The board’s unanimous decision, communicated through an official shareholder letter, emphasized that Paramount’s amended proposal fails to qualify as a ‘superior offer’ under merger agreement criteria. Chairman Samuel Di Piazza Jr. characterized the bid as containing ‘an extraordinary amount of debt financing that create risks to close and lack of protections for our shareholders.’
Paramount’s latest proposition, valued at over $108 billion, seeks to acquire Warner Bros Discovery in its entirety—including cable networks CNN and TNT, European free-to-air channels, and Discovery properties. This contrasts sharply with Netflix’s targeted acquisition of only the film and streaming segments, following Warner’s planned operational separation later this year.

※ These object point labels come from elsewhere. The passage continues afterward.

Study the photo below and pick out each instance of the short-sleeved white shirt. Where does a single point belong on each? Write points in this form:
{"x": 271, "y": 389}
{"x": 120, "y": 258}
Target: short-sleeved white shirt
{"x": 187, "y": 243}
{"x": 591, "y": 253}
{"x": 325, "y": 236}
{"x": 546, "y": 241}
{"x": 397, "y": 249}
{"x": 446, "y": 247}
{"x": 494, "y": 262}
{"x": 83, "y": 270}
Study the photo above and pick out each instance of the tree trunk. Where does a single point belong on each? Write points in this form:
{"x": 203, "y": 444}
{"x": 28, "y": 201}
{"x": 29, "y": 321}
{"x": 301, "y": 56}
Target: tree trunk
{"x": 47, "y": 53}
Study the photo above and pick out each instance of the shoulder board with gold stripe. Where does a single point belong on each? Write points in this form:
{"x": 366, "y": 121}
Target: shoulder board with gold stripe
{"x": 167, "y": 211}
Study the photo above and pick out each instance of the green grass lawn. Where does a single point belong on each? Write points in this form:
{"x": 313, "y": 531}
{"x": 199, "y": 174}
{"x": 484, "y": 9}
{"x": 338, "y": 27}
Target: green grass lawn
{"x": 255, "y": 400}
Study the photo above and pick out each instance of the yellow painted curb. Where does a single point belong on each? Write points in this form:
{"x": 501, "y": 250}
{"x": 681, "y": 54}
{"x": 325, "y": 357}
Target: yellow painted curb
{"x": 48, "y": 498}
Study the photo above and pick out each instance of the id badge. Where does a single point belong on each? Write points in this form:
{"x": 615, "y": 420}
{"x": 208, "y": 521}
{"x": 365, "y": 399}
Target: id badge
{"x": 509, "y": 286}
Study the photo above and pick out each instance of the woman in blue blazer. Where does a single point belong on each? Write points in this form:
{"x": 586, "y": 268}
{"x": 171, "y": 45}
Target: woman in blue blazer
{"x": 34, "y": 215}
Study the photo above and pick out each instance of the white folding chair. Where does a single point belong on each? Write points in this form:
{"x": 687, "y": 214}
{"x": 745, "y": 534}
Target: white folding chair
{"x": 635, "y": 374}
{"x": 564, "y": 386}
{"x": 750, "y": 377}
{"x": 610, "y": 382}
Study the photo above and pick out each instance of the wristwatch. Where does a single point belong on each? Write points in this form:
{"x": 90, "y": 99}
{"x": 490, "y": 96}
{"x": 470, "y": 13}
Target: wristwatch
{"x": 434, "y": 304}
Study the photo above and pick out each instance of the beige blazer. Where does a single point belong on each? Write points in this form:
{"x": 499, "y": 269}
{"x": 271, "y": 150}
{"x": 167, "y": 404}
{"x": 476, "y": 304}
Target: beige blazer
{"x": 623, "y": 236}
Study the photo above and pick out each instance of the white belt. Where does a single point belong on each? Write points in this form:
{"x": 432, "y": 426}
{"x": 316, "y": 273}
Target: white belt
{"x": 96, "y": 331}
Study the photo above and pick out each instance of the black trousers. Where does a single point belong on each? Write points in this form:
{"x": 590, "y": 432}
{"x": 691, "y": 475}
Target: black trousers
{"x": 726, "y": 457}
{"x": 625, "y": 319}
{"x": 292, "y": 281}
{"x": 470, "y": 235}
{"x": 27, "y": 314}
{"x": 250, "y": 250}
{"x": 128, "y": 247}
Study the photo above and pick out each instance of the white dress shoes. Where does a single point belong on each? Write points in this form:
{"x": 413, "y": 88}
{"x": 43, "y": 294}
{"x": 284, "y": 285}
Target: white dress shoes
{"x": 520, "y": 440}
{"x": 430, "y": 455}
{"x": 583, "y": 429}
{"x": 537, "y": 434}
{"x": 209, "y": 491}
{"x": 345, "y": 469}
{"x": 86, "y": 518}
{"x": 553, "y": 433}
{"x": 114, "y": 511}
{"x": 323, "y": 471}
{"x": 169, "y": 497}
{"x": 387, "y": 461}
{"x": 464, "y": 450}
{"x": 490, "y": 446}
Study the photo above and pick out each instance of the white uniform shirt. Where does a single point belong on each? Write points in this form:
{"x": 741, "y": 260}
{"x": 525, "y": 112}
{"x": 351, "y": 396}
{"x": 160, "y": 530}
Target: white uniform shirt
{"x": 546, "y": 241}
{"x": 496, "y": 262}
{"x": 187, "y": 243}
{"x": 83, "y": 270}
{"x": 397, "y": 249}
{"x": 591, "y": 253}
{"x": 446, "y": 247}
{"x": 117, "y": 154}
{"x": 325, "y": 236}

The board highlighted several critical concerns regarding Paramount’s offer, including a required $2.8 billion termination fee payable to Netflix if the existing merger agreement is abandoned. Additionally, analysts note the peculiar financial dynamics of Paramount—with a market valuation of approximately $14 billion—attempting to orchestrate a acquisition requiring over $94 billion in combined debt and equity financing.
Warner’s leadership maintains that the Netflix agreement provides ‘superior value at greater levels of certainty’ while avoiding the significant risks associated with Paramount’s highly leveraged proposal. The board’s assessment concludes that Paramount has ‘repeatedly failed to submit the best proposal’ despite being provided clear guidance on addressing deficiencies.
Netflix co-CEO Ted Sarandos previously affirmed that their transaction serves the ‘best interest of stockholders,’ creating a streamlined content powerhouse while avoiding the financial complexities of Paramount’s approach. Paramount Skydance has not yet issued public commentary regarding the latest rejection.